Edsger W. Dijkstra wrote an influential paper back in 1988 called On the cruelty of really teaching computing science, which advocated an approach strongly grounded in the study of formal systems.

While I would be the first to admit that I am not fit to carry the late Dr.’s punch cards, I would say that if he really wanted to see cruelty, he might have tried his hand at the undergraduate course I taught this semester: C/C++ Programming in a UNIX Environment. This class was cruelty personified.

How long did it take you to learn C++? Do you think you could squeeze that into a single undergraduate semester, giving it only the 20% of your attention span that is due?

Now throw into the mix the requirement that you have to learn C as well.

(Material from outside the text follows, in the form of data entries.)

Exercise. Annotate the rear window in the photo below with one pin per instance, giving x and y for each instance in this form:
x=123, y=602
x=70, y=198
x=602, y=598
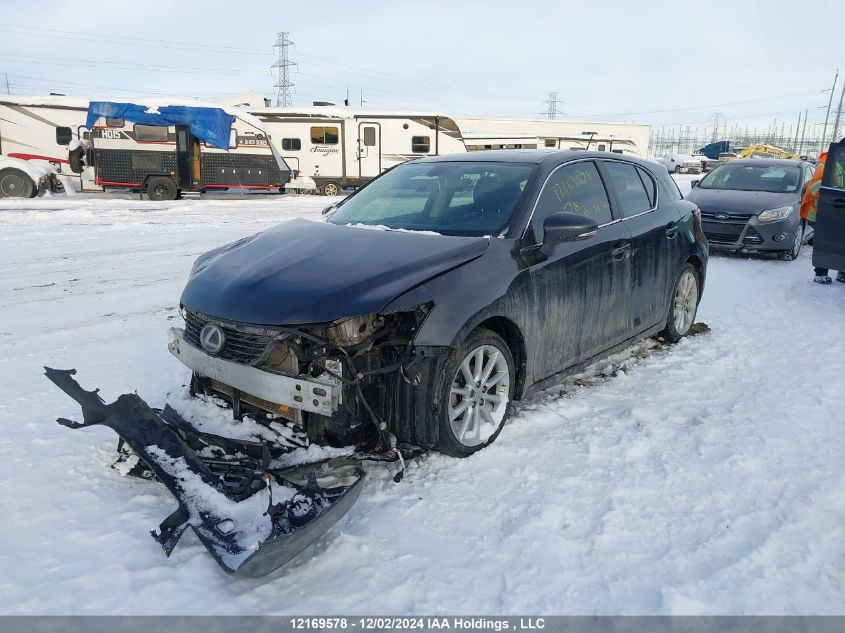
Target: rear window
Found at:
x=150, y=133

And to keep things interesting, all your work has to be done on a UNIX or Linux machine. You’ve used Windows since you were 8, and think that cat is a four-legged pet and grep is some sort of gastrointestinal complaint.

Yep, you are in trouble.

Tricky Assignments

The good news in all this was the I didn’t make any of Andrew Koenig’s egregious errors when teaching the computer programming class. The bad news is that every homework assignment I created looked to my students like two impassable mountain ranges instead of one: an incomprehensible C++ problem to be implemented on an inscrutable O/S, using an IDE that was decidedly not Visual Studio.

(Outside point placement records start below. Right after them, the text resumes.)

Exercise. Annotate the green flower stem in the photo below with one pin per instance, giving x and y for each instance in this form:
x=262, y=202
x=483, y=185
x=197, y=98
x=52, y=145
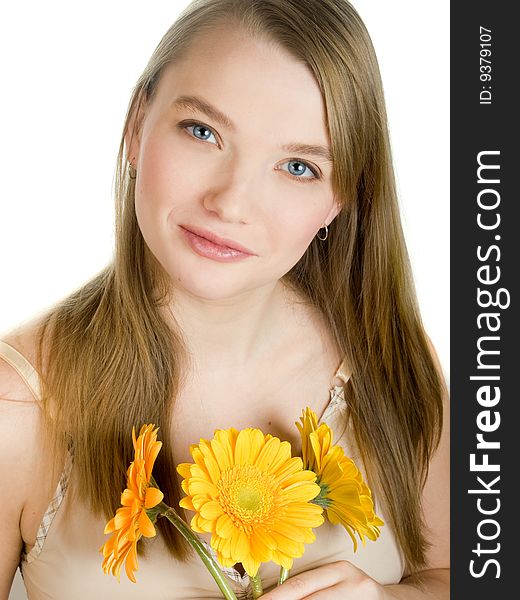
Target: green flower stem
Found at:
x=284, y=574
x=256, y=586
x=201, y=550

Just as an example, for a recent assignment, I had the class warm up with a pure C++ implementation of mergesort, reading a string of words from standard input and writing the sorted list to standard output. Using all the facilities at hand in the C++ standard library meant that the mergesort implementation was a breeze - about the only piece of the algorithm that required much thought was merging the two subcontainers after dividing and conquering.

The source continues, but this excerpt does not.